Dervişoğlu, "Teröristleri ortak seçiyorlar ya da ortaklarını terörist ilan ediyorlar. Bunlar teröristsiz yol yürüyemiyorlar, yanlarına ya FETÖ'yü ya da PKK'yı alıyorlar. Türkiye'nin başına kendilerini kayyum olarak tayin ettiler. Milyonları aç ve perişan bıraktılar. İtiraz edeni sürgün ettiler, onaylamayanı yok ettiler" ifadelerini kullandı.

Müsavat Dervişoğlu'nun açıklamalarından öne çıkanlar şöyle:

"85 milyondan esirgenen umut hakkının 22 Ekim’de terörist başına verilmesiyle hep birlikte tecrübe ettik. Bugün yaşadıklarımız ne yenidir ne de bir paradigmadır, 22 yıl önce uluslararası lobiler tarafından Erdoğan’a teslim edilen daimi görevin vadesi gelmiş aşamasıdır.

Asıl görevin adı, 'Türkiye Cumhuriyeti Devleti’ni Büyük Ortadoğu Projesine hazırlamaktır.' Bunun için Türk Milletinin hem milli hem de bireysel kodlarını değiştirmektir. Bu yolda Cumhuriyet kurumlarını çökertmek, hukuki ve ekonomik yapıyı da buna uygun hale getirmektir.

Ortaklar değişse de hedef hep aynıdır. Bu zehrin farklı tiplerini, geçmişte farklı zamanlarda zerk ettiler. Şimdi içine biraz yeni paradigma, biraz misak-ı milli, yettiği kadar Kürt sorunu, çözüm ve terörle mücadele laflarını koymaktadırlar. Bu projenin nihayete ermesi açısından, Erdoğan ve bağlı bulunduğu müstevliler tarafından her zaman, en önemli kaldıraçlardan biri olarak, adına ısrarla 'Kürt sorunu' dedikleri mevzu kullanıldı. Bir kural hiç değişmedi; hiç kimse Kürde, bir vatandaş ve fert olarak nasılsın, derdin nedir diye sormadı. Çünkü onlar için, herhangi bir vatandaşın sorunu ne kadar önemliyse, Kürdün sorunları da ancak o kadar önemliydi.

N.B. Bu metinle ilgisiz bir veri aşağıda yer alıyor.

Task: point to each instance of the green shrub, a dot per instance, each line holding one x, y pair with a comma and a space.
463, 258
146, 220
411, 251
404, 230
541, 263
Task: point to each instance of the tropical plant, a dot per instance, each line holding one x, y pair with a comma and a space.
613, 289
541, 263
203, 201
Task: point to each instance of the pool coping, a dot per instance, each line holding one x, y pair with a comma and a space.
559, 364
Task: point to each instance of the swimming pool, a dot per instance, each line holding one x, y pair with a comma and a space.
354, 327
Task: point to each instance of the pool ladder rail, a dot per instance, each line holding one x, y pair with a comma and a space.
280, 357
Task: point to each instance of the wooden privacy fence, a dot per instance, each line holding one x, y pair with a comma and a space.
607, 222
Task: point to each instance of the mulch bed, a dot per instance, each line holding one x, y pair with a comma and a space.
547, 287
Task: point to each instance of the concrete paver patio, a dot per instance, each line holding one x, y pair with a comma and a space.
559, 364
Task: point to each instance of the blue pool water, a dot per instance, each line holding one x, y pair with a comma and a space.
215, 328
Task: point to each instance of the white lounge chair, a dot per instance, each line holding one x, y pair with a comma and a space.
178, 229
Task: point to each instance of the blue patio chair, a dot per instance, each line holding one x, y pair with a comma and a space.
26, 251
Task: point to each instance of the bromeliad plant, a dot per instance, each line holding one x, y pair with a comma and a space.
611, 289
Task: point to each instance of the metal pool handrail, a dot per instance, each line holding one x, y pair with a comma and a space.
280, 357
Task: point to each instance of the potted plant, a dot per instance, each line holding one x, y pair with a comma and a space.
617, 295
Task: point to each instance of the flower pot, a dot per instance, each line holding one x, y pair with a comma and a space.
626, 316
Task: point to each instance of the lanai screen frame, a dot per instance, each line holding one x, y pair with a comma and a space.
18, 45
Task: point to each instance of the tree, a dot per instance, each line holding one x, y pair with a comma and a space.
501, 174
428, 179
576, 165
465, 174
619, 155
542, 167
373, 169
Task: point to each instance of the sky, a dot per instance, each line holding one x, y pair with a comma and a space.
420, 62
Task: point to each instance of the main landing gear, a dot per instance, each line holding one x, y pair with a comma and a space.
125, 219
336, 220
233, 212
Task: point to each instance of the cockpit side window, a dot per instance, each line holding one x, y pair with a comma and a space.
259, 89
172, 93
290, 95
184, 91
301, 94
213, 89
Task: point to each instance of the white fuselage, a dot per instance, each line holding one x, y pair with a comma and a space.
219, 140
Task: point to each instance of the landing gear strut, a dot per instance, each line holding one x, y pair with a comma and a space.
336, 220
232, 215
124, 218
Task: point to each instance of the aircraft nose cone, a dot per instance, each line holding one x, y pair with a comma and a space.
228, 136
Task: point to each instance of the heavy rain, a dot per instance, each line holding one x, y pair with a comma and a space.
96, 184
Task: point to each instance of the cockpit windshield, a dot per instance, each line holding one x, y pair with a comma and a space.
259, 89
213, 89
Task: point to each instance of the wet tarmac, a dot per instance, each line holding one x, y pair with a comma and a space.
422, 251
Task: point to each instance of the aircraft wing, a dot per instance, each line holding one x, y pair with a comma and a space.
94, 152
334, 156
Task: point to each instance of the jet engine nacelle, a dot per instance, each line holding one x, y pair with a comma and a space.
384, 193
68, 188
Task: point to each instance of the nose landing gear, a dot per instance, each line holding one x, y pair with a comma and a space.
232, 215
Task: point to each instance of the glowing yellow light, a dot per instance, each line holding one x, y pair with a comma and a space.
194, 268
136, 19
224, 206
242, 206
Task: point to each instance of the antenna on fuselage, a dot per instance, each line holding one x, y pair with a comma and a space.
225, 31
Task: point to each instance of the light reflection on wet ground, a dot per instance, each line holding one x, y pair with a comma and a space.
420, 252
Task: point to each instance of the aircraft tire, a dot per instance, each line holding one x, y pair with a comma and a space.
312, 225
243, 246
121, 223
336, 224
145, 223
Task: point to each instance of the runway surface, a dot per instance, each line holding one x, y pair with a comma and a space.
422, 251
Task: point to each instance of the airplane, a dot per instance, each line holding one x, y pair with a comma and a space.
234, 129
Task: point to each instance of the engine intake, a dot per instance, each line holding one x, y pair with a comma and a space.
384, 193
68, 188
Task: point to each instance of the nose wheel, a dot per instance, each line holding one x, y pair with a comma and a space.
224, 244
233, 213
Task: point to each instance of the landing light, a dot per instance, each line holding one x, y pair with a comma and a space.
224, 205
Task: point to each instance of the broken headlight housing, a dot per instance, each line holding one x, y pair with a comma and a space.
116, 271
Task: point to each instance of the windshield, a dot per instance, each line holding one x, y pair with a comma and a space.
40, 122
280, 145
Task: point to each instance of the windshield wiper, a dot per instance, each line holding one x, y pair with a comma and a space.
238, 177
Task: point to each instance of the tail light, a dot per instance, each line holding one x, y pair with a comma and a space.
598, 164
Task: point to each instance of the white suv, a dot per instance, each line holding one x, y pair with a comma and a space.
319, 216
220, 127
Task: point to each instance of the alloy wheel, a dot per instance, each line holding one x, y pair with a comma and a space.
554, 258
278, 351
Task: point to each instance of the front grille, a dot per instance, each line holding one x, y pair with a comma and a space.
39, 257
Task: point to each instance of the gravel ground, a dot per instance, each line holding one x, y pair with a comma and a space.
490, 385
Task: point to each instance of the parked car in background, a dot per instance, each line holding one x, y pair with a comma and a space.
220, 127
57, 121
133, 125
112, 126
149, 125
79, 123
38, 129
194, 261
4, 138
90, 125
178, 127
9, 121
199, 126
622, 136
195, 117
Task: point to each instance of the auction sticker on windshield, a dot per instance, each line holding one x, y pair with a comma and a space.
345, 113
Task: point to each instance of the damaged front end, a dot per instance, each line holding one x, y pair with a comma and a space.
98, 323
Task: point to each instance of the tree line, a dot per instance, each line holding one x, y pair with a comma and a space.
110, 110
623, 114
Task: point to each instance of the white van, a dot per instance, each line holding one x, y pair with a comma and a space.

Çünkü bu ülkede yaşayan herkes ancak bir aparat olarak kullanılabilirse, iktidarın takdirine mazhar olabilirdi. Kimse onlara, 'Karnın tok mu? Sırtın pek mi, işin gücün var mı?' diye sormadı. 'Çocuğun okula gidebiliyor mu? Sağlık hizmeti alabiliyor musun?' diye bakan olmadı. 'Gelecekten ne istiyorsun; ne bekliyorsun?' diye dinleyen de olmadı. Elbette sormazlardı dinlemezlerdi hatta görmezlerdi. Çünkü zaten kimseye sormuyorlar, kimseyi dinlemiyorlar, kimseyi görmüyorlar. Kimsenin hayat derdini çözmüyorlardı. Hayat derdini çözmedikleri, çözemedikleri ve asla da çözmeyecekleri için kimlik sorunlarını ve kimlik çözümlerini her gruba havuç diye gösteriyorlardı."